MiniCPM-Embedding

Property	Value
Parameter Count	2.4B
Embedding Dimension	2304
Max Input Tokens	512
License	Apache-2.0 (code), Custom MiniCPM License (weights)
Authors	ModelBest Inc., THUNLP, NEUIR

What is MiniCPM-Embedding?

MiniCPM-Embedding is a powerful bilingual text embedding model developed collaboratively by ModelBest Inc., Tsinghua University NLP Lab, and Northeastern University IR Group. Built on MiniCPM-2B-sft-bf16, it specializes in both monolingual and cross-lingual text retrieval for Chinese and English content.

Implementation Details

The model employs a sophisticated architecture combining bidirectional attention mechanisms with Weighted Mean Pooling. Training involved a multi-stage process using approximately 6 million examples, including open-source, synthetic, and proprietary data. The model outputs 2304-dimensional embeddings and can process up to 512 tokens per input.

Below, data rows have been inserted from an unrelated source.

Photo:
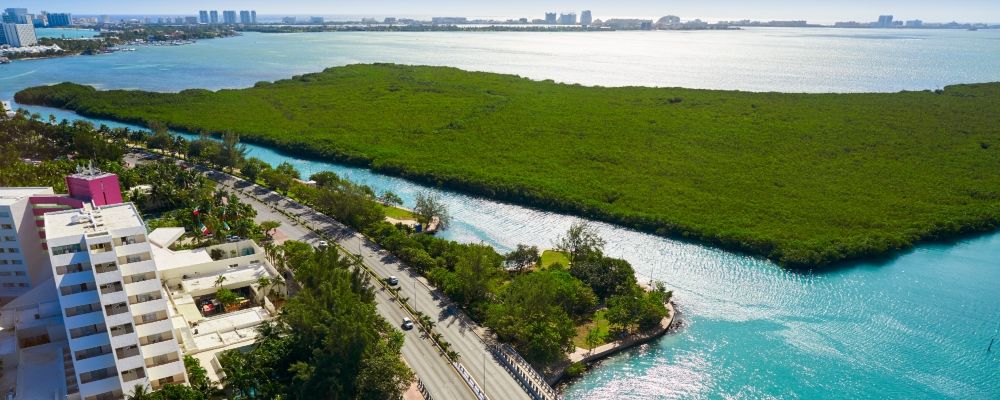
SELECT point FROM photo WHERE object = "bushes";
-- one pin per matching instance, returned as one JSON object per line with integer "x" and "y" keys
{"x": 805, "y": 179}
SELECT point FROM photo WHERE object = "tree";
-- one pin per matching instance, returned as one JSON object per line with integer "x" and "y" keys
{"x": 263, "y": 284}
{"x": 580, "y": 242}
{"x": 390, "y": 198}
{"x": 172, "y": 391}
{"x": 594, "y": 338}
{"x": 624, "y": 310}
{"x": 161, "y": 138}
{"x": 478, "y": 269}
{"x": 430, "y": 206}
{"x": 328, "y": 342}
{"x": 140, "y": 392}
{"x": 523, "y": 257}
{"x": 326, "y": 179}
{"x": 605, "y": 275}
{"x": 534, "y": 312}
{"x": 231, "y": 152}
{"x": 287, "y": 168}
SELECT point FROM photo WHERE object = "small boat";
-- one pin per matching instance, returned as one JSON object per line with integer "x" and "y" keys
{"x": 6, "y": 109}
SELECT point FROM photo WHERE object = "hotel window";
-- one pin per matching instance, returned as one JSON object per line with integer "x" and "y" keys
{"x": 106, "y": 267}
{"x": 115, "y": 309}
{"x": 73, "y": 248}
{"x": 97, "y": 375}
{"x": 122, "y": 329}
{"x": 127, "y": 351}
{"x": 133, "y": 374}
{"x": 112, "y": 287}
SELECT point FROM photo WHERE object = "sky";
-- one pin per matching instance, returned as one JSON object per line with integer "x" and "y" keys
{"x": 816, "y": 11}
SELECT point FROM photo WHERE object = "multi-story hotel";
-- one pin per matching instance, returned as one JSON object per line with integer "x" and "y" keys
{"x": 116, "y": 318}
{"x": 94, "y": 304}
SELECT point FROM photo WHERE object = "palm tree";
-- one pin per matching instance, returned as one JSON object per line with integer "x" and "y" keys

Bidirectional attention architecture for comprehensive text understanding
Weighted Mean Pooling for effective representation learning
Multi-stage training approach with diverse data sources
Support for instruction-based querying

Core Capabilities

Strong performance in Chinese and English monolingual retrieval (76.76 NDCG@10 on C-MTEB/Retrieval)
Excellence in cross-lingual retrieval (72.95% Recall@20 on MKQA En-Zh_CN)
Flexible query formatting with optional instruction prefixing
Enhanced performance when combined with MiniCPM-Reranker

Frequently Asked Questions

Q: What makes this model unique?

The model stands out for its exceptional bilingual capabilities and state-of-the-art performance in both monolingual and cross-lingual retrieval tasks, particularly outperforming many existing models in Chinese-English cross-lingual scenarios.

Q: What are the recommended use cases?

MiniCPM-Embedding is ideal for building bilingual search systems, cross-lingual information retrieval, document matching, and as part of RAG (Retrieval-Augmented Generation) systems. It's particularly valuable for applications requiring Chinese-English language understanding.